The officials that administer antitrust laws are increasingly finding themselves on the defensive in the global marketplace. The reach of government agencies is being undercut by three key factors: the internationalization of production; the increased cross-border flows of information, money, and technology; and the resultant rise of the transnational enterprise.

The mobility of enterprises - of their people, capital, and information - is reducing, but hardly eliminating, the power of the public sector.

Political scientists and economists have long understood that people vote with their feet. They leave localities, regions, and nations with limited opportunity in favor of those that offer a more attractive future. In this era of computers, cellular telephones, and fax machines, enterprises are far more mobile than that. Information - that key resource - can be transferred in a matter of seconds.

Besides business and government, there is another force involved that ultimately is likely to carry the day in these international business matters - the citizen as a customer.

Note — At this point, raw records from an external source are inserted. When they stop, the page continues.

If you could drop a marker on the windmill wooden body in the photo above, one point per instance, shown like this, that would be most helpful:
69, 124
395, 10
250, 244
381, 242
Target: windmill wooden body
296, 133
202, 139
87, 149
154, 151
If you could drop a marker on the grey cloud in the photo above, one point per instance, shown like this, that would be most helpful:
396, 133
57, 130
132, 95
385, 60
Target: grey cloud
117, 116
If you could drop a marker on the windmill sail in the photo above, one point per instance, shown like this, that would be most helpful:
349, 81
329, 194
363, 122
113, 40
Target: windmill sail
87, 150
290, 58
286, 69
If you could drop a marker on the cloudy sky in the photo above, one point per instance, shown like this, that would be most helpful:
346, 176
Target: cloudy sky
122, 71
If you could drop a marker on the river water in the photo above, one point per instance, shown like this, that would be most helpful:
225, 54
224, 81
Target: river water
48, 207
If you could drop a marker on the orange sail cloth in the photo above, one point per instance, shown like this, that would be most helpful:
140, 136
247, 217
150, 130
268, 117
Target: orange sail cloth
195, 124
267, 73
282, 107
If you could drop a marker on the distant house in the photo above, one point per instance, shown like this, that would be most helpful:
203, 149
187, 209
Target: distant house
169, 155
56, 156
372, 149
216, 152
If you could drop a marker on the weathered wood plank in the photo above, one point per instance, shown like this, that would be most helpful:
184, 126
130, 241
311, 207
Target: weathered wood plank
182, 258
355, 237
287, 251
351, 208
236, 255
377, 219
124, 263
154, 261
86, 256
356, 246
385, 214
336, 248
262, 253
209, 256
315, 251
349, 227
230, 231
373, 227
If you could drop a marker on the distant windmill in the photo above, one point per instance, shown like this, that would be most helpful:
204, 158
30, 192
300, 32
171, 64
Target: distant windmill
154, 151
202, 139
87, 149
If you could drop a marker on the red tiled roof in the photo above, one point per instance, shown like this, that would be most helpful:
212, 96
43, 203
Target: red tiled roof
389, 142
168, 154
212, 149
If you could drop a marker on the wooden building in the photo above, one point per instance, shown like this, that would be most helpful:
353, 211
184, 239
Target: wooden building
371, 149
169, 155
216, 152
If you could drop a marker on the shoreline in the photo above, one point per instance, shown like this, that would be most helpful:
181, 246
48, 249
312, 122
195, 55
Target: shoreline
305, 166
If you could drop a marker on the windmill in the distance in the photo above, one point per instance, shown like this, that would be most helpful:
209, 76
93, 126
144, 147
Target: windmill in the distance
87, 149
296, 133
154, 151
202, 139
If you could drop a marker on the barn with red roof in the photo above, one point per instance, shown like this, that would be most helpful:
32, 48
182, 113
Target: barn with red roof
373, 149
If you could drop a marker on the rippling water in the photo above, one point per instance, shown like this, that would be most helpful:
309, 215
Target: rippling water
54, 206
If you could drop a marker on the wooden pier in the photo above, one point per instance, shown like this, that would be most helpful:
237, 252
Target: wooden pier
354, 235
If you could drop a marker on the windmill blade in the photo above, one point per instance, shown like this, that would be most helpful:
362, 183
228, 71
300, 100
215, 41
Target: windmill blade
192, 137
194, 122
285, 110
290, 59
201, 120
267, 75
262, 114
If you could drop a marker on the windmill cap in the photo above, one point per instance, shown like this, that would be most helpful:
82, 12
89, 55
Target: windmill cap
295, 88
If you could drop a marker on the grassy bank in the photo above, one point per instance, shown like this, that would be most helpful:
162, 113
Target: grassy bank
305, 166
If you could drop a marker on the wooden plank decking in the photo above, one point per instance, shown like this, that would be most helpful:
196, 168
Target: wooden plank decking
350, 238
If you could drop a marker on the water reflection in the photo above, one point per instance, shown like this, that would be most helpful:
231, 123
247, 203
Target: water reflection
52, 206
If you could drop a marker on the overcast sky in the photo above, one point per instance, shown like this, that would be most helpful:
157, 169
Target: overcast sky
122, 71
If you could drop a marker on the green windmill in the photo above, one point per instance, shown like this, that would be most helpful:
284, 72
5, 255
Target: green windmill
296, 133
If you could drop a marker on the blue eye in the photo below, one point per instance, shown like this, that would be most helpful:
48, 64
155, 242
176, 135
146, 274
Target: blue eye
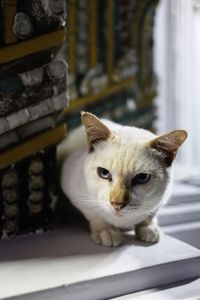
103, 173
141, 178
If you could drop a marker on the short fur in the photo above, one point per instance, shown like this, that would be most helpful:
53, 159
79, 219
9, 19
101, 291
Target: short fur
117, 203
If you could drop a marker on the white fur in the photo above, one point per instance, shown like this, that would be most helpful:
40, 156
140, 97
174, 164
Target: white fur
124, 156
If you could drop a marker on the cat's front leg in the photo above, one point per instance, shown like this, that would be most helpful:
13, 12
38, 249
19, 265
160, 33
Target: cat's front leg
104, 234
147, 231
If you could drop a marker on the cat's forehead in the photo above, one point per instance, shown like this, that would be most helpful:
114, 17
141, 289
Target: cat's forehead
125, 157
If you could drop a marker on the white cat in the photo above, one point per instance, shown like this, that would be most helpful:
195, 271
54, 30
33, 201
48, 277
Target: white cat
117, 176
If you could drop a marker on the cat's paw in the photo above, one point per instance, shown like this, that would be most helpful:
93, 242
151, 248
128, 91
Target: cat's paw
150, 234
109, 237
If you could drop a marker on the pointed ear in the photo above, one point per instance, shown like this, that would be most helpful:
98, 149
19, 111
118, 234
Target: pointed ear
95, 129
168, 144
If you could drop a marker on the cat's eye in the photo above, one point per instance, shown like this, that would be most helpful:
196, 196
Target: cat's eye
103, 173
141, 178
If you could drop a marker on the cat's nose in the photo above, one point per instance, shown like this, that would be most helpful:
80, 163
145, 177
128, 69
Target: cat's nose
118, 205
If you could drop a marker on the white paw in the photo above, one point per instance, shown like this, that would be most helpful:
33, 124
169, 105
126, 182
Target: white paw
109, 237
148, 234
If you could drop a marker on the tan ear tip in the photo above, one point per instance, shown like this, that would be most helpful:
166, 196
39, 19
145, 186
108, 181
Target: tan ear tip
183, 134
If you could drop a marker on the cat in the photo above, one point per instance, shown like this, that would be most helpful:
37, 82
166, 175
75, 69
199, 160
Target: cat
118, 177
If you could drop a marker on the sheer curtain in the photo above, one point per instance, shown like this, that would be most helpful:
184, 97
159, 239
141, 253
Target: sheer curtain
177, 63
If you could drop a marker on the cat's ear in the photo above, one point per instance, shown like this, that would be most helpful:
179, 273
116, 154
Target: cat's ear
168, 144
95, 129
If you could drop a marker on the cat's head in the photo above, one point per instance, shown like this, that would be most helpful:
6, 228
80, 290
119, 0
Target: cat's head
127, 169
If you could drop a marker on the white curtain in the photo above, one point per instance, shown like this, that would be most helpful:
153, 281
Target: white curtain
177, 64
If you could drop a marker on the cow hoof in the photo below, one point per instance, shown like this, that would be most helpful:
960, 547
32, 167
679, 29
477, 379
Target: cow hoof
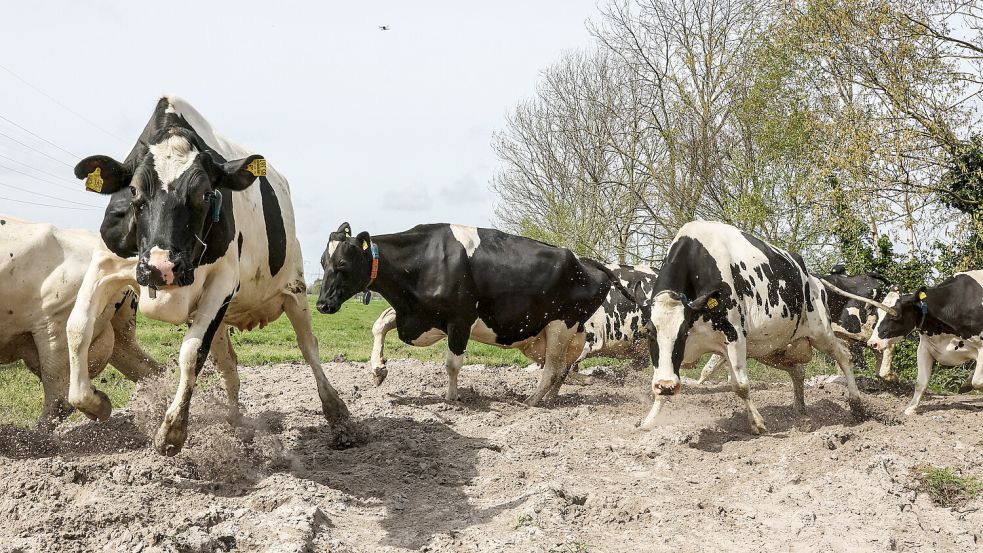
103, 408
335, 411
533, 401
380, 376
169, 441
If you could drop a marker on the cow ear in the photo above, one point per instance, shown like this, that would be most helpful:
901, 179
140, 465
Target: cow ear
363, 240
237, 174
103, 174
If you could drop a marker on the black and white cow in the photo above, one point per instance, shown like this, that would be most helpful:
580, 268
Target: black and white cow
206, 230
464, 283
949, 321
41, 268
724, 291
852, 321
617, 329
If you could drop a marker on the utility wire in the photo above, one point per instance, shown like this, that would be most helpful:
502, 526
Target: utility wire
41, 138
46, 205
29, 147
58, 184
50, 197
33, 168
63, 106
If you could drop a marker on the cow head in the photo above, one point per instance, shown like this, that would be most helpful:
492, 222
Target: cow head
177, 194
347, 264
905, 314
673, 314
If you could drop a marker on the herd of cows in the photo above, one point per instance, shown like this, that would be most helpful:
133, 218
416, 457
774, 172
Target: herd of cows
199, 230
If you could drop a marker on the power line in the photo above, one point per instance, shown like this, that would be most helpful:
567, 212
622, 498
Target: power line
50, 197
29, 147
33, 168
46, 205
41, 138
63, 106
65, 186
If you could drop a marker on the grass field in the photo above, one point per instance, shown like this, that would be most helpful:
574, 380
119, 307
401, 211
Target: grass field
348, 333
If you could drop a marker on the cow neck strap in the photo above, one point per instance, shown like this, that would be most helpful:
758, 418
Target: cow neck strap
375, 264
923, 307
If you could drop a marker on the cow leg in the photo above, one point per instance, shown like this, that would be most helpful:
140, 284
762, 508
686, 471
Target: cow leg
104, 278
884, 360
833, 347
55, 386
128, 357
713, 366
382, 326
197, 342
570, 363
557, 339
227, 363
925, 365
798, 389
649, 422
978, 373
857, 355
457, 343
299, 313
737, 357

Consumers vote every day of the week in dollars, yen, marks, pounds, francs, and lira as they purchase products made anywhere in the world.

It is necessary to update antitrust laws and enforcement to conform more closely to the realities of the global marketplace. Antitrust authorities have been grappling with the challenge of reshaping a government policy that was developed when the largest markets were primarily national or smaller. Indeed, as the pressures of world competition grow, the increasing pressure for greater efficiency in a firm's operations takes on new weight as a reason for mergers and other actions that are likely to result in demonstrated savings in cost. The critical antitrust task of defining the relevant market includes locating the appropriate geographic boundaries in which the competitive battle occurs. Increasingly, this requires changing the traditional viewpoint as to the limit of the market.

In the case of key industries such as aircraft, cars, steel, and chemicals, taking a more global view means that what may seem to be a rather concentrated industry in one nation is really part of an unconcentrated and much larger group of worldwide competitors. For example, General Motors, Ford, and Chrysler traditionally have dominated the US auto market. At times, the big two (GM and Ford) felt constrained in raising their market shares for fear of running afoul of the antitrust authorities.

The situation has changed drastically in recent years, however. The three US firms now compete against a variety of Asian and European producers. The list of major global automobile manufacturers - and the markets that each competes in - is extremely diversified in terms of international geography. US manufacturers account for only about one-third of global motor vehicle sales. They keenly feel the foreign competition, both at home and abroad, from over a dozen foreign-based competitors.

Similar relationships hold in steel, chemicals, electrical equipment, mechanical products, and other large, important markets. For example, nine of the world's 10 largest banking corporations are headquartered overseas, as are nine of the 10 largest electric and gas utilities, eight of the 10 largest electrical and electronics companies, eight of the 10 biggest insurance enterprises, and seven of the 10 largest chemical firms. (All 10 of the largest construction and real estate companies are domiciled outside the US.)

Foreign competition can no longer be factored into the antitrust equation simply by counting imports as the totality of foreign firms' share of the domestic market. In many relatively concentrated industries, local firms are competing directly with larger foreign enterprises. Increasingly the relevant market is virtually the entire global economy. It's time the antitrust policy be updated to correspond to that economic reality.

* Murray Weidenbaum is chairman of the Center for the Study of American Business at Washington University in St. Louis.